Let r be the value of p for which all six roots lie on the edge of a rectangle.
Let h be the value of p for which the six roots lie at the vertices of a regular hexagon
What is the value of h-r
7.
A cube has edges of unit length. A laser cuts the largest possible hole with square cross-section through the cube, without splitting the cube into pieces.

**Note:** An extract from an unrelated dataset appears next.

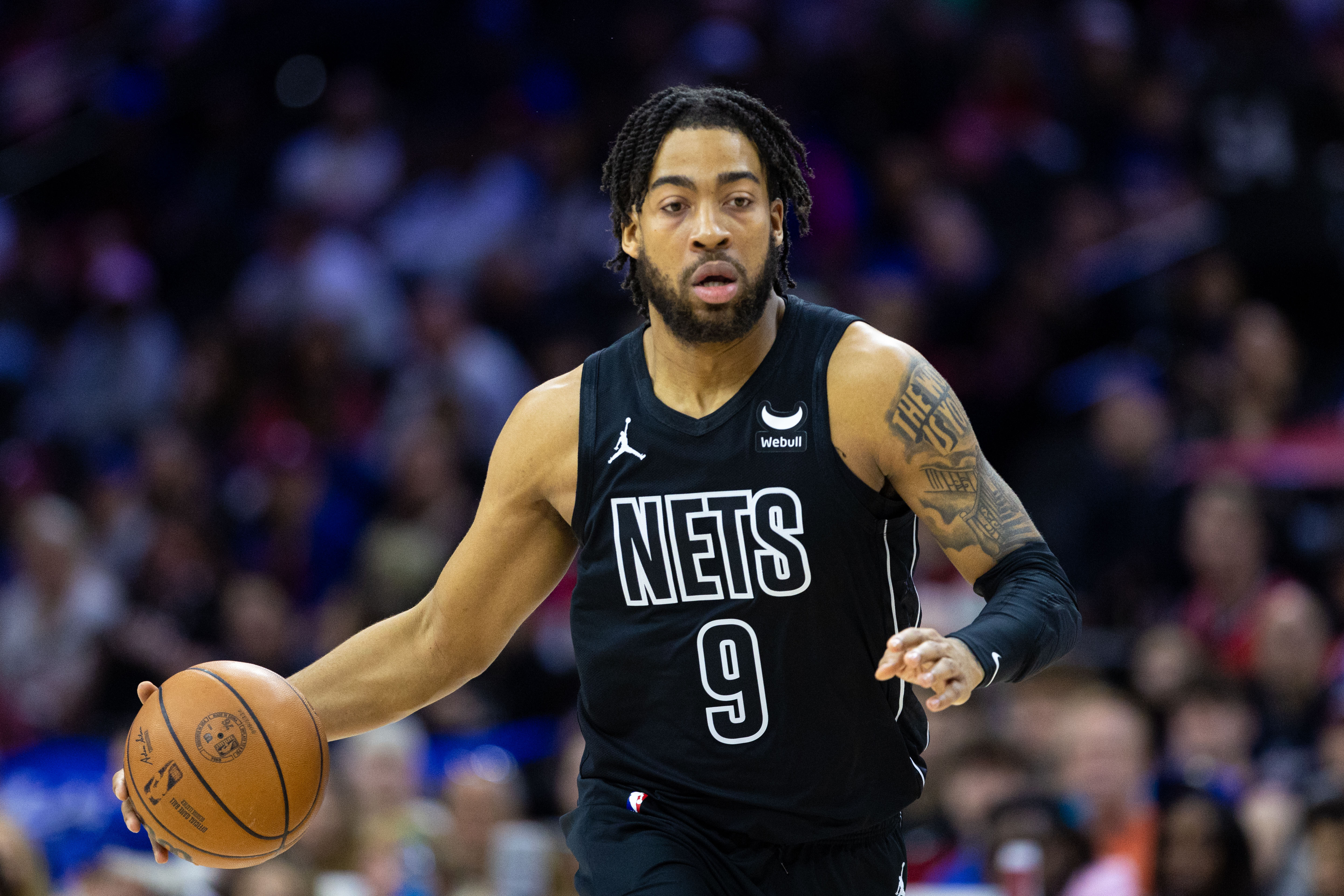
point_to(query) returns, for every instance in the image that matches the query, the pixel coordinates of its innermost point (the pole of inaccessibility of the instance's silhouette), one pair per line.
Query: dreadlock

What is the size of the largest possible cube that can pass through the hole (ie what is the length of this cube’s sides)?
Explanation
The size of the largest possible cube that can pass through the hole is (3/4)√2. This can be determined by considering that the diagonal of the square cross-section of the hole is equal to the space diagonal of the cube. Using the Pythagorean theorem, the diagonal of the square is √2 times the length of its sides. Therefore, the length of the sides of the largest possible cube is (3/4)√2.
8.
A round hole is drilled through the center of a sphere. Sitting on a flat surface with the hole vertical, the resulting shape has height h. What is its volume in terms of h.
Explanation
The volume of a sphere with radius r is given by V = (4/3)πr^3. In this case, the sphere has a hole drilled through the center, resulting in a shape with height h. Since the hole is drilled through the center, the radius of the resulting shape is also h. Therefore, the volume of the resulting shape can be calculated as V = (4/3)πh^3. Simplifying this expression gives V = (1/6)πh^3, which matches the given answer choices.
9.
Consider a square S_{0} with sides of length L. Now consider a figure S_{1 }created by adding squares with areas of 1/9 of S_{0} externally and centrally to each side of S_{0}_{ }For n>0, the shape S_{n} is created by adding squares with areas of 1/9^{n} of S_{0} centrally and externally to each side of S_{n-1. }(for n ε Z). If A_{n} is the area of S_{n, }what is Lim A_{n }as n approaches infinity.
Explanation
The given answer options all represent the same value, which is 2 times the area of the original square S0, represented as 2L^2. This can be determined by observing the pattern in the construction of the figures Sn. As n approaches infinity, the added squares become increasingly smaller in comparison to the original square S0. Therefore, their total area becomes negligible compared to the area of S0, resulting in the limit of 2L^2 as the final answer.
10.
A relay runner drops her baton on the straight part of an athletics track. It lands in a random position on the track. The running lanes are all of equal width apart and the baton’s length is equal to exactly half this width. Assuming you can ignore the widths of the baton and of the lane dividers, what is the probability that the baton crosses one of the lane dividers
Explanation
The probability that the baton crosses one of the lane dividers can be calculated by considering the length of the track and the length of the baton. Since the baton's length is equal to exactly half the width of the lanes, if the baton lands anywhere within the distance of one lane width from the start or end of the track, it will cross one of the lane dividers. The total length of the track is equal to the width of one lane multiplied by the number of lanes. Therefore, the probability is equal to the length of one lane divided by the total length of the track, which is 1/π.